Biden dared McCarthy to produce a budget plan, and House Republicans responded by narrowly approving a bill to reduce deficits by $4.8 trillion over 10 years, according to wire reports. It would do so by cutting discretionary spending to 2022 levels and placing an annual 1% cap on future increases. The bill would also reclaim billions of unspent COVID-19 funding, eliminate clean energy tax credits Biden signed into law last year and reverse his student debt forgiveness and repayment plan.
Rep. Greg Pence, R-Indiana, voted in favor of the budget plan. “it is time to limit reckless government spending” in reference to the proposal. The third-term congressman from Columbus also appeared on the Fox Business show “Mornings with Maria” last week to discuss McCarthy’s debt ceiling plan.

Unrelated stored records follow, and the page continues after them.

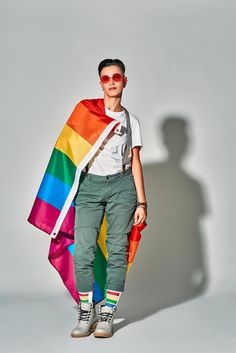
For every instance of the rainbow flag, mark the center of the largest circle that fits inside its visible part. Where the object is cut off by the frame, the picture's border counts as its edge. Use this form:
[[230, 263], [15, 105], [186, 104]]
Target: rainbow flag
[[53, 210]]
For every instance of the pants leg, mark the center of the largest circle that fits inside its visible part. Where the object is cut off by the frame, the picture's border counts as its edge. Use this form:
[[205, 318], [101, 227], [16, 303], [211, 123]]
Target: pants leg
[[89, 212], [120, 210]]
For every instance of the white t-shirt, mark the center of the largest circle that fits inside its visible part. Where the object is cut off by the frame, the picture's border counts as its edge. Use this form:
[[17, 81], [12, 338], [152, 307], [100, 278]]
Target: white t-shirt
[[108, 159]]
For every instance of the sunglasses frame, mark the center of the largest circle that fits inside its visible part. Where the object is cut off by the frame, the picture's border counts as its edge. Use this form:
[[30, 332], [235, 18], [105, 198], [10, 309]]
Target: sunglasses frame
[[118, 79]]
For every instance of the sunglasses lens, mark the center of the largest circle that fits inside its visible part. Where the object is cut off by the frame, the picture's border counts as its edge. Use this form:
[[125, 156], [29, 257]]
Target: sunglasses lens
[[105, 79], [117, 77]]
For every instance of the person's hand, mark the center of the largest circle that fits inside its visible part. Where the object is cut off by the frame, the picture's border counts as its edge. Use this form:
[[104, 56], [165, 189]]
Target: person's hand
[[140, 215]]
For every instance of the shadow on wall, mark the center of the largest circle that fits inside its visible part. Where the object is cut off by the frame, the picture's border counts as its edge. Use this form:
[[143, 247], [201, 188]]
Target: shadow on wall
[[170, 265]]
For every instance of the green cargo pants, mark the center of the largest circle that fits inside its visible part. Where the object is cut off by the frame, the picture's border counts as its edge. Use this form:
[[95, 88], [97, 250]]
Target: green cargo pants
[[116, 195]]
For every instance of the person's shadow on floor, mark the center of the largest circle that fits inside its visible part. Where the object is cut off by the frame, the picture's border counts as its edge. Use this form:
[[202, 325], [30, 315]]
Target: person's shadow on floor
[[170, 266]]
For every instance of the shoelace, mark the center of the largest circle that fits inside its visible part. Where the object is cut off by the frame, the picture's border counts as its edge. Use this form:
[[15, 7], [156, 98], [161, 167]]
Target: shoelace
[[84, 315], [105, 317]]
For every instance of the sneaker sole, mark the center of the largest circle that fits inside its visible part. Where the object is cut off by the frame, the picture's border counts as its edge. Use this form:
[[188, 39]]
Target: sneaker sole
[[85, 334], [102, 335]]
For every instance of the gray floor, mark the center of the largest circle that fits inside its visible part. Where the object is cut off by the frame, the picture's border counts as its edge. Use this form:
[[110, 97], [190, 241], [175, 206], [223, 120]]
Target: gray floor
[[42, 324]]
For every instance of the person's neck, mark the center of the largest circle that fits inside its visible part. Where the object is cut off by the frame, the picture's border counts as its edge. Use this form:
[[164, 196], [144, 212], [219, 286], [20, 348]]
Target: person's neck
[[113, 104]]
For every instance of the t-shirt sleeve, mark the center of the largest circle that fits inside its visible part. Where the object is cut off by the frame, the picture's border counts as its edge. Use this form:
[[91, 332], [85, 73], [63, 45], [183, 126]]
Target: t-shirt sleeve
[[136, 133]]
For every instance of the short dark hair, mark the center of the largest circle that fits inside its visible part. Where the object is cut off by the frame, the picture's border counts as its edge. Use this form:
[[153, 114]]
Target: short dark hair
[[110, 62]]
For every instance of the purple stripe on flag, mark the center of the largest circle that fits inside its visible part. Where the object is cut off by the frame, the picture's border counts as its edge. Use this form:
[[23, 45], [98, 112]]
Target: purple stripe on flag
[[43, 215]]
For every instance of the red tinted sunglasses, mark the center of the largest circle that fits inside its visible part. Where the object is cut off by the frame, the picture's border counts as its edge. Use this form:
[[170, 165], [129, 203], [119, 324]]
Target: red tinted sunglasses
[[115, 77]]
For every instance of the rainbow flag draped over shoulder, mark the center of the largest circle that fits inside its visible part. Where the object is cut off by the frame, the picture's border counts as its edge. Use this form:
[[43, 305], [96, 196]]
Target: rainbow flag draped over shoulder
[[53, 210]]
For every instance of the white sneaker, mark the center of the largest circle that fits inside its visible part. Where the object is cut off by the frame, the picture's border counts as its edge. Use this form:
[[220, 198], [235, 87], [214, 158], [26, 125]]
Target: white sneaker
[[104, 326], [87, 321]]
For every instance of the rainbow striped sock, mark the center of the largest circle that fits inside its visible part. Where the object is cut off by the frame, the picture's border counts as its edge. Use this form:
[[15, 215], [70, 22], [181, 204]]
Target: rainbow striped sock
[[86, 297], [112, 297]]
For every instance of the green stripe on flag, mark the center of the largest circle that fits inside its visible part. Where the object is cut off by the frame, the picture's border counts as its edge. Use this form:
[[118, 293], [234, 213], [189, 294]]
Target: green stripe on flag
[[61, 167]]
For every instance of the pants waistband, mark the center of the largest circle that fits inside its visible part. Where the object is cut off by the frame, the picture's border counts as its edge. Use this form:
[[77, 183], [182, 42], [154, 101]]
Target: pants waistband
[[107, 177]]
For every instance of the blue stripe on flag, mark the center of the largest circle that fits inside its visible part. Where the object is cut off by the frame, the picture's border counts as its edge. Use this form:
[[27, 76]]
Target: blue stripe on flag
[[53, 191]]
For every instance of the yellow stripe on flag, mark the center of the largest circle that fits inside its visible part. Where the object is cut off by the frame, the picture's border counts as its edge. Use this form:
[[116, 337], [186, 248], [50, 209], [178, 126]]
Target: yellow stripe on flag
[[73, 145]]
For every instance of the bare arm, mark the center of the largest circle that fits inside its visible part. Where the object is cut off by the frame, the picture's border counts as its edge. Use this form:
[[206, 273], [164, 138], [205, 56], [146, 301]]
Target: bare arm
[[140, 213]]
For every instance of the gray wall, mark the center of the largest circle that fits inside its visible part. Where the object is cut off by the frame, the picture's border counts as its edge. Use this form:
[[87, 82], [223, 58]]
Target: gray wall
[[180, 58]]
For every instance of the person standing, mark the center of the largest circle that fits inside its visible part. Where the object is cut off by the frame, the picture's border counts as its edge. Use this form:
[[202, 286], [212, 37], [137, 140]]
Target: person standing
[[111, 184]]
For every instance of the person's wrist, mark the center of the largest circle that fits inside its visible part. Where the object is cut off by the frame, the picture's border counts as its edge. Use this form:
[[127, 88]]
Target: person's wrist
[[142, 204]]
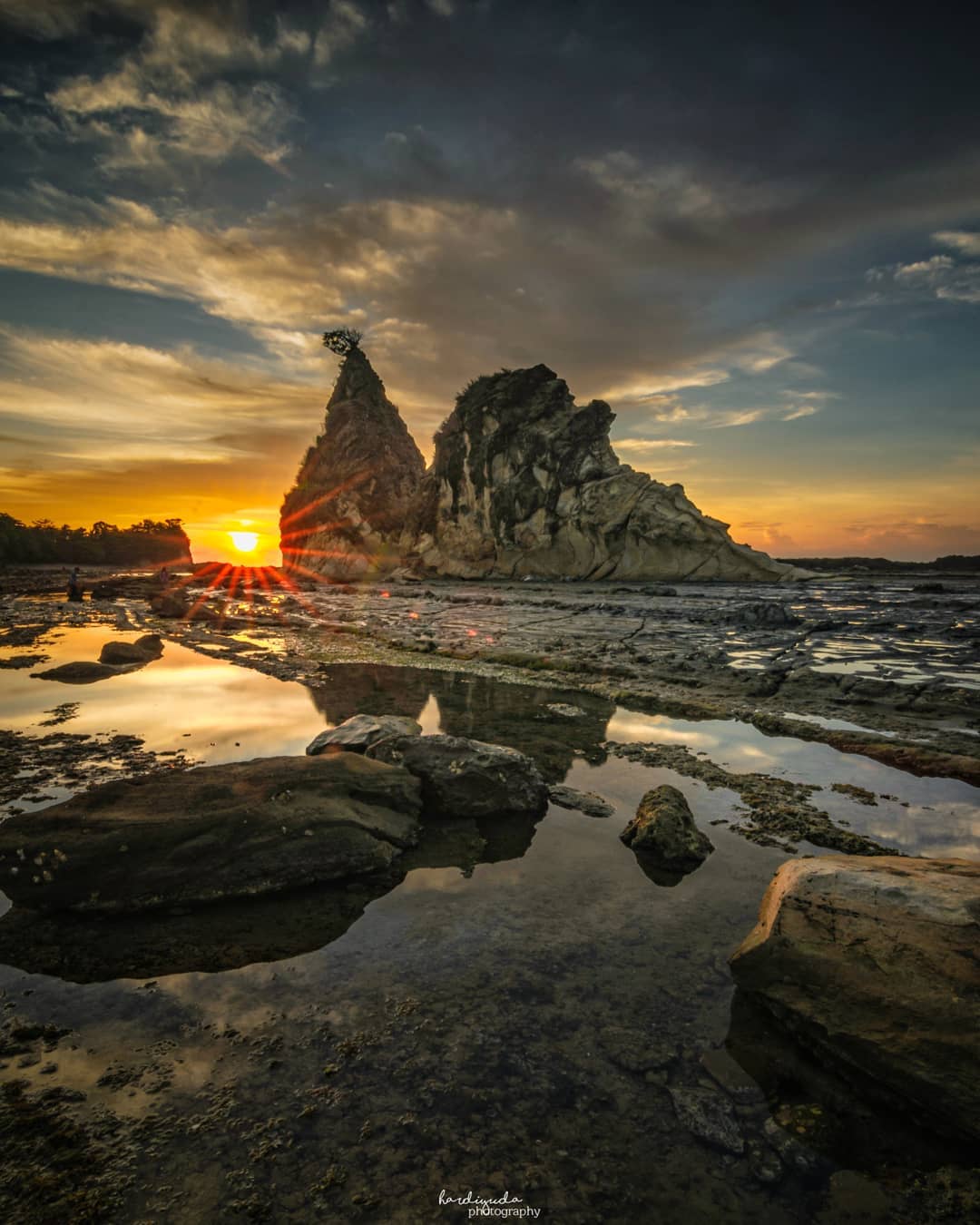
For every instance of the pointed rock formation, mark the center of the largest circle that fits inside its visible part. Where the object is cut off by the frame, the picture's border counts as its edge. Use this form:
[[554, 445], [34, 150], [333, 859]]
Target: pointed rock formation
[[345, 514], [524, 482]]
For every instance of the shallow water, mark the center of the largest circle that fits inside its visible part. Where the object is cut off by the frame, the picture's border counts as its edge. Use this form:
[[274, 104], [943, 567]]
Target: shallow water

“I was a ‘no’ until I sat down with Kevin (McCarthy) and talked to him about that,” Pence said during his appearance on Fox Business. “I’m very supportive of his efforts. He has worked very, very hard to move this ball forward and bring people to the table.”
“I’m in agreement that this offer should bring everybody to the table, and we should talk more about this,” Pence added later in the interview. “…Let’s talk about, as adults, about real solutions to these long-term problems. This is a great start. This is an opportunity for everybody to come to the table and present what their ideas and solutions are.”
In 2019, Pence was one of 65 House Republicans who voted to suspend the debt limit when President Donald Trump was in the White House, congressional records show.
It’s unclear how Democrats can get the debt ceiling increased without support from House Republicans, according to the AP. But Democrats say the GOP bill’s unspecified budget cuts would harm individuals — and the economy — as domestic spending would likely be cut. Moody’s Analytics estimates the Republican bill would cause the loss of 780,000 jobs next year alone.
Congressional leaders will also need time to take the temperature of rank-and-file lawmakers on any agreement, and it’s not at all clear that the emerging contours go far enough to satisfy McCarthy’s hard-right faction in the House or would be acceptable to a sizable number of Democrats whose votes would almost certainly be needed to secure any final deal.
In the meantime, the clock keeps ticking.
“There’s no simple solution, especially with politics in D.C.,” Mohler said. “(Both parties) want to see who’s going to blink first. The consequences aren’t for the people in the Beltway. It’s for the people outside the Beltway.”